International open letter calls for world to

PanARMENIAN.Net - Over 200 artists, activists, writers and musicians have issued an open letter calling for world governments to "stop the Syrian genocide", Al Jazeera reports.

The signatories come from across the globe, including many of the major actors in the conflict: Syria, Russia, the US and Turkey.

"The United Nations says it has run out of words on Syria, but we, the undersigned, still have some for the governments, parliamentarians, electorates" and decision-makers of the world, the letter, published at the New York Review of Books on Tuesday, February 27, begins.

The Syrian military, with support from Russian warplanes, is currently battering the besieged Damascus suburb of Eastern Ghouta.

Eastern Ghouta is the last rebel stronghold near Damascus, the Syrian capital. It has been under siege since 2013.

Russian President Vladimir Putin called for a humanitarian ceasefire in the enclave that was set to begin at 9am local time on Tuesday, though activists told Al Jazeera the temporary truce was violated less than two hours after it began.

Turkey has also mounted an assault on northern Syria's Afrin, which Kurdish forces freed from the Islamic State of Iraq and the Levant group over the course of the five-year civil war.

"Today, as Idlib and Afrin burn, the inevitable is unfolding in Ghouta, the huge open-air concentration camp about to enter its fifth year under siege. What happens next is predictable," the open letter states.

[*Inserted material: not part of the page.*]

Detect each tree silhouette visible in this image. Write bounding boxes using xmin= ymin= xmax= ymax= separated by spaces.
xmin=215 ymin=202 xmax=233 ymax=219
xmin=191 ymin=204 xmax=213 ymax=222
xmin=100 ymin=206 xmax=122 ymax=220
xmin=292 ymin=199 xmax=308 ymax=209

The writers called for UN member states to uphold the "Responsibility to Protect" (R2P) under the UN Office on Genocide Prevention.

The R2P calls for signatories to take "appropriate diplomatic, humanitarian and other peaceful means, in accordance … to help protect populations from genocide, war crimes, ethnic cleansing and crimes against humanity".

The measure was endorsed by all UN member states in 2005.

"The destruction of Syria was preventable, and can now only be ended by the elected and appointed members of democratic bodies if they fulfil their obligations" under the R2P, the letter said.